How might I use that answer to reimplement the following code? (I added a comment to it asking more about it).
Or; might there be any technique that makes my for loops considerably quicker?
import pandas as pd
import random
import re
# example
df = pd.DataFrame(columns=['Forname', 'Surname', 'Sentence'])
df.loc['0'] = ['Bob', 'Smith', 'Hi, this is a perfectly constructred sentence!']
df.loc['1'] = ['Alice', 'Smith', 'Can you tell this is fake data?']
df.loc['2'] = ['John', 'Smith', 'This poster needs help!']
df.loc['3'] = ['Michael', 'Smith', 'Apparently, this poster is sturggling a bit LOL']
df.loc['4'] = ['Daniel', 'Smith', 'More fake data here; ok.']

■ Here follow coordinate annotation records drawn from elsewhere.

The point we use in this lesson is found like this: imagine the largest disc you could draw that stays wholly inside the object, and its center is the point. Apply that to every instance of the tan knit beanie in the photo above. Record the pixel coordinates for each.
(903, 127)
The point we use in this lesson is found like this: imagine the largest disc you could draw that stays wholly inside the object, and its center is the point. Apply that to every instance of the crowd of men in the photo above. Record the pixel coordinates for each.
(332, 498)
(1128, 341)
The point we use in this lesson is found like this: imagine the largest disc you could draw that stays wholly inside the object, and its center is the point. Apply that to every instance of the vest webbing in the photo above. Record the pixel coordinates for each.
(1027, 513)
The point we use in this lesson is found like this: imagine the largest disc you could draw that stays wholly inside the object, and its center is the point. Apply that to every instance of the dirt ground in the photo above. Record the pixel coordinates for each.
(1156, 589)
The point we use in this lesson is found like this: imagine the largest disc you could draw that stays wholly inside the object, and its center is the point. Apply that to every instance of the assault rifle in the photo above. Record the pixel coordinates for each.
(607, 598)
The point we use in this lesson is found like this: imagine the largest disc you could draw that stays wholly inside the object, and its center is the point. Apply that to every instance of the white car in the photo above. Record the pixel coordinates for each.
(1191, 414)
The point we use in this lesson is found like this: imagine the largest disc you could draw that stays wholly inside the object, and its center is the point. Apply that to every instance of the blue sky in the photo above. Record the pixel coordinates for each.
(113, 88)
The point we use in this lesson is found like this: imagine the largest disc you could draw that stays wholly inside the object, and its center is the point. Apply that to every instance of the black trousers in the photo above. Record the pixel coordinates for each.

df.loc['5'] = ['Sarah', 'Smith', 'Will need to think up of better ideas.']
df.loc['6'] = ['Matthew', 'Smith', 'Love a good bit of Python, me.']
df.loc['7'] = ['Jane', 'Smith', 'Is this a sentence?! (I think so).']

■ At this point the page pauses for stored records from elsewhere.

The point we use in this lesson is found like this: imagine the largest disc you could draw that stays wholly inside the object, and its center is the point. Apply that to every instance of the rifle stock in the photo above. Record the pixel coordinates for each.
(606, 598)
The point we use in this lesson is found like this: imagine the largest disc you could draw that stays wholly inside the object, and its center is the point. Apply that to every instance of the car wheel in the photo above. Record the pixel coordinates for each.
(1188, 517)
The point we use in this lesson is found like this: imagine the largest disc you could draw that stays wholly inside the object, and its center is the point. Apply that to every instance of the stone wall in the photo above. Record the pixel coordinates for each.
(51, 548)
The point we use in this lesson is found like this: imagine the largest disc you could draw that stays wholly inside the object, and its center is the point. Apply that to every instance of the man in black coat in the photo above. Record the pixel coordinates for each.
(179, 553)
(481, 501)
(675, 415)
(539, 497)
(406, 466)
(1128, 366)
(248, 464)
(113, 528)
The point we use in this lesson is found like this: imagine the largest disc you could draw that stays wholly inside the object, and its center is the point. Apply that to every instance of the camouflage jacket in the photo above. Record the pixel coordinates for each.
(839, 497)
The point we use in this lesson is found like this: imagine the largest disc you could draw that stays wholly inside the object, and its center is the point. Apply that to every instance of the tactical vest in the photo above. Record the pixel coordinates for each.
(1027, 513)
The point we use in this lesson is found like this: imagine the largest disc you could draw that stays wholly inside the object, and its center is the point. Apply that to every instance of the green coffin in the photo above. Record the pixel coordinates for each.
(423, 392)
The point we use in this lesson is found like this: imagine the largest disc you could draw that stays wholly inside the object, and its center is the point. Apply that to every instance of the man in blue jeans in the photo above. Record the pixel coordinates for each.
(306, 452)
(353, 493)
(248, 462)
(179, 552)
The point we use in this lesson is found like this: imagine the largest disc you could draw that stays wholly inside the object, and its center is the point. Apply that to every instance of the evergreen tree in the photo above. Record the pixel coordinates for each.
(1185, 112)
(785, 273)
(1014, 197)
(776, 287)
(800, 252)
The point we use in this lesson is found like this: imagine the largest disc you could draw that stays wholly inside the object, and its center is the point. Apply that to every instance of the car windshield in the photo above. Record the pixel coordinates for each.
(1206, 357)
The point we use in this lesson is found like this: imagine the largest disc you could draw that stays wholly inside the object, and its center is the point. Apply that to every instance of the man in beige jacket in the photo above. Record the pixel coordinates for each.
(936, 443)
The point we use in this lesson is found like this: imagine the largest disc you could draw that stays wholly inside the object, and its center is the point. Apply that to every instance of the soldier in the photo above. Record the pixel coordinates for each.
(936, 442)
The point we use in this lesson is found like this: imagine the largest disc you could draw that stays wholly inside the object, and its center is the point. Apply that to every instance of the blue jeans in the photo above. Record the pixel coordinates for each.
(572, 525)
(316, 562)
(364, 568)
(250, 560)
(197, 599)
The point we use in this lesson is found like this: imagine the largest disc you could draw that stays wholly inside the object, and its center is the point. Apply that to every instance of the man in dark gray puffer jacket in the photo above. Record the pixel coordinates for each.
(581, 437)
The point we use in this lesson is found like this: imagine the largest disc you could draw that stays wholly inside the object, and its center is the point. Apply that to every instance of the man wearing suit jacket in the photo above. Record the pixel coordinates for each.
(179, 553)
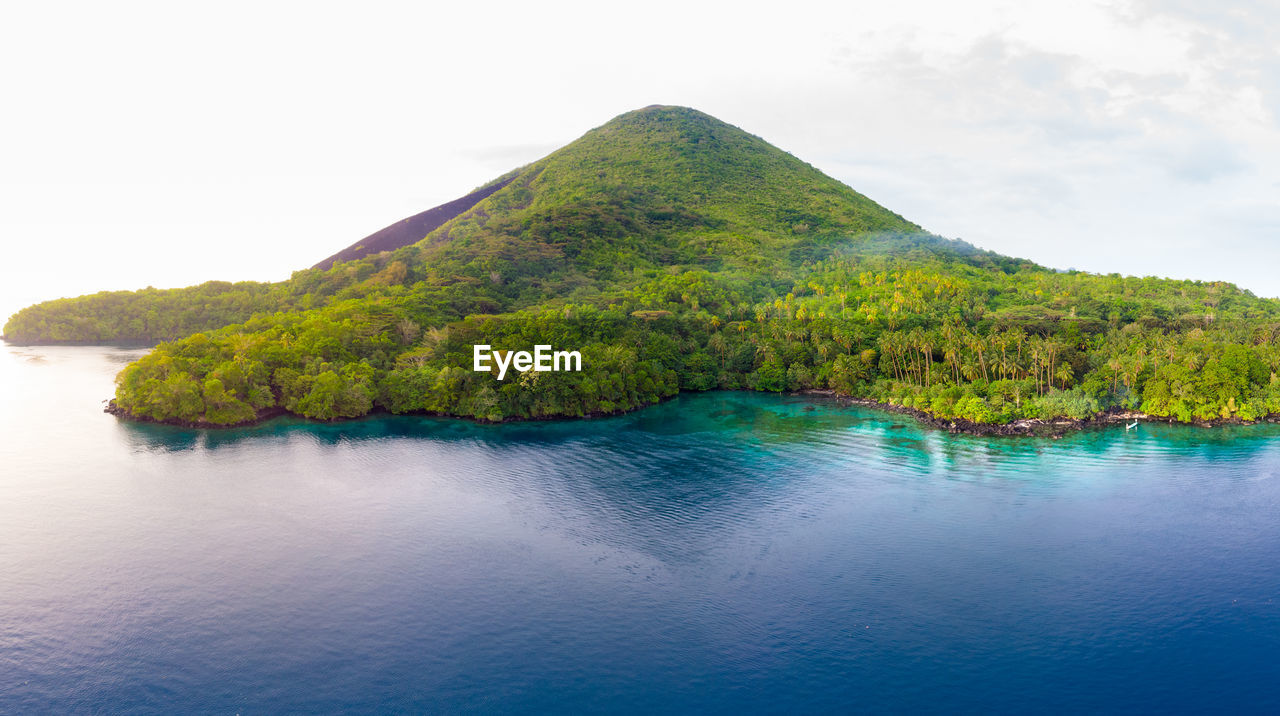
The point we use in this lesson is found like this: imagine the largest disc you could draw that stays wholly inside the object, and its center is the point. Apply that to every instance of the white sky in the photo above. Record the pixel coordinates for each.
(168, 144)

df.loc['8'] = ['Peter', 'Smith', "Remarkable - isn't it?"]
df.loc['9'] = ['Chloe', 'Smith', "Foo Bar... that's all that is left to say."]
print(df)
punctuation_marks = ['?', '…', '!', '.', ',', '—', '–', '–', ':', ';', '\"', '\'', '[', ']', '(', ')', '{', '}']
p = 0.5 # changeable
for idx, string in enumerate(df['Sentence']):
for punc in punctuation_marks:
if punc in string:
CHANCE = (random.randint(1, 100)) / 100
if CHANCE <= p:
df['Sentence'][idx] = string.replace(punc, '')

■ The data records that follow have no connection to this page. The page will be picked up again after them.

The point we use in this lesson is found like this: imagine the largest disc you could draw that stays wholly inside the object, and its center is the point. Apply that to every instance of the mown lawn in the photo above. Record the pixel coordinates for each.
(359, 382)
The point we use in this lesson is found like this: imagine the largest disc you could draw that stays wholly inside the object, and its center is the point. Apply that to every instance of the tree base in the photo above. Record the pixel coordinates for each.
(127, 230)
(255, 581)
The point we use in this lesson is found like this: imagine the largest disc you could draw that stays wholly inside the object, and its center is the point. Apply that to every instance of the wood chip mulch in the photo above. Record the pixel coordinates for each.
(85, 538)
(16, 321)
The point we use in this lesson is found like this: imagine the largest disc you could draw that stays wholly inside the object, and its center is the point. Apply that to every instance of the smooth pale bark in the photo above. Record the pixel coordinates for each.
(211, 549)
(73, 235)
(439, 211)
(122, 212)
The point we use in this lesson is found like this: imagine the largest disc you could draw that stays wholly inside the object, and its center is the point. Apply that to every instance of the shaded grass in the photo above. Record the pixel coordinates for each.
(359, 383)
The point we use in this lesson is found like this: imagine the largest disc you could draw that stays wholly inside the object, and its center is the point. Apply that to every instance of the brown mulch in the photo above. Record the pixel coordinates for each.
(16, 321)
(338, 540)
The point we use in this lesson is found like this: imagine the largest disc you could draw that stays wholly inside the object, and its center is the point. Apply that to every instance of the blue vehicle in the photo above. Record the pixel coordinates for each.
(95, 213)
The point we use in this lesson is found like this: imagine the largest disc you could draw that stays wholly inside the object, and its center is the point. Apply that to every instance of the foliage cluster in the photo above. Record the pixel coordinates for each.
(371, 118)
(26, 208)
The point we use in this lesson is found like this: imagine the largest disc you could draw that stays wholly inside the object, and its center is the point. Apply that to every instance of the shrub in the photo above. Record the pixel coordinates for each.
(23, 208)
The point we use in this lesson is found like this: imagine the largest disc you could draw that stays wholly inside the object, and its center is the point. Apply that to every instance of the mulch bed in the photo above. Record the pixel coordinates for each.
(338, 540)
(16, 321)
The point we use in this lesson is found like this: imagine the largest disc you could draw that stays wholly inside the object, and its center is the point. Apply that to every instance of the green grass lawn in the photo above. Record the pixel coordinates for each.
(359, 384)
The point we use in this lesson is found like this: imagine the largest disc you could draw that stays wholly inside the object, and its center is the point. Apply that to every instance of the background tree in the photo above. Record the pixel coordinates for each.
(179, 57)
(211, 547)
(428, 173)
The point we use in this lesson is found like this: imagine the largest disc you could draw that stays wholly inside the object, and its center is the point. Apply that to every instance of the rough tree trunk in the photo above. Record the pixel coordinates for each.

misspellings_corpus = open('misspellings_corpus.txt', 'r')
misspellings = misspellings_corpus.readlines()
for idx, string in enumerate(df['Sentence']):
word_list = re.sub("[^\w]", " ", string).split() # removes punctuation
for word in word_list:
CHANCE = (random.randint(1, 100)) / 100
try: # break middle for-loop
for ms in misspellings:
if (word in ms) and (CHANCE <= p):
wrong = ms.split('->')[0]
correct = ms.split('->')[1][:-2] # removes '\n'
if ',' in correct: correct = random.choice(my_str.split(',')).strip() # only 1 correct spelling
if correct in string:
df['Sentence'][idx] = string.replace(correct, wrong)
raise StopIteration
except StopIteration: pass
misspellings_corpus.txt
(snippet):
affadvit,affa_dava,afadant,afadavate,afadavid,affidate,affidavent,afftadave,athadavid,affiadait,aphadivode,appidavid,afidaded,affi-davit,affidavat,aphadated,affivadat,afidaviat,affedavit,affiavate,affidaved,afefedavid,affidavate,affavidate,affdated,aphidavit,affevivat,affided,affadavid,attipdavid,affidavidit,affidavite,affadivate,affidavited,afdiodave,affidafet,affidivit,afadafit,affedit,afadavide,afidefed,Affi_David,affividate,affaidivit,afidiated,affidovt,affadavat,avadavate,effidavit,afidavit,aphadavid,afedaved,afardivient,apitated,affividative,affedaivite,afteradeated,Afi_David,acavated,affedated,affidevit,affidivat,afaedaviate,affedaved,afatait,afedative,avidated,afidavid,avidiate,afadavit,affedave,affedavid,afidaved,affavidit,afidated,afidavite,afodivid,affidated,afadiadid,affidaphet,affidatet,athadiet,afidabit,affidait,afadated,affadivit,affadavit,afadivite,affidavid,affadapfed,affdavit,aphedavid,athadavit,adivide,afdavit,afedavit,afadiatet,alpadavid,afadaviate,affadivid,aftedavid,affadavite,affadavate,apadenment,aphadavet->affidavit
anverrsy,aneversary,anneversies,anniversity,anavuature,annevarcery,annerfversy,anervery,annaversary,anverserice,annaversery,Anniversary,anivrsary,ananersery,anaversie,anniverserie,annaversity,anifurcaty,anenany,anavirsary,aniversy,anverseary,annervesary,annerverarcy,anaveres,anerviersy,aneversy,aniversary,anivesery,anneversers,anirversary,anniversy,aniversere,aneversere,annaversrey,anavorasy,annversary,aniversiry,anerversurey,Amanversery,anniversery,aniversery,anniversiory,anniversily,anneversary,aneversiary,anaversery,anaversity,anniverserys,anerversary,anniverseray,aniverseray,anniverary,anivessery,anaversarie,aniversity,Annyver,annervirsary,anniversty,annevyercy,aniverusy,anarversieiy,onniver,anaversy,anversity,anaveje,anversicy,anniversay,anerversee,aneversarry,anifersery,anversy,aneversery,annaversiry,annivirsary,annivercery,anvesy,anvertery,annversy,anevers,anniverisy,aneversory,anternesery,avernity,Eenarcrsity,anivarisy,aniverserary,annaverserie,anniversaries,aniversay,anyversary,ananversery,annivesrey,anniversiry,annivesry,anniverscy,annerversery,amryvercary,anneversery,anerversery,anversa,anmersersy,aneversitey,aniversry,aniverserry->anniversary
Ane->And
agenst->agents
eeg,agg->egg
Note: I can paste more example lines if wanted.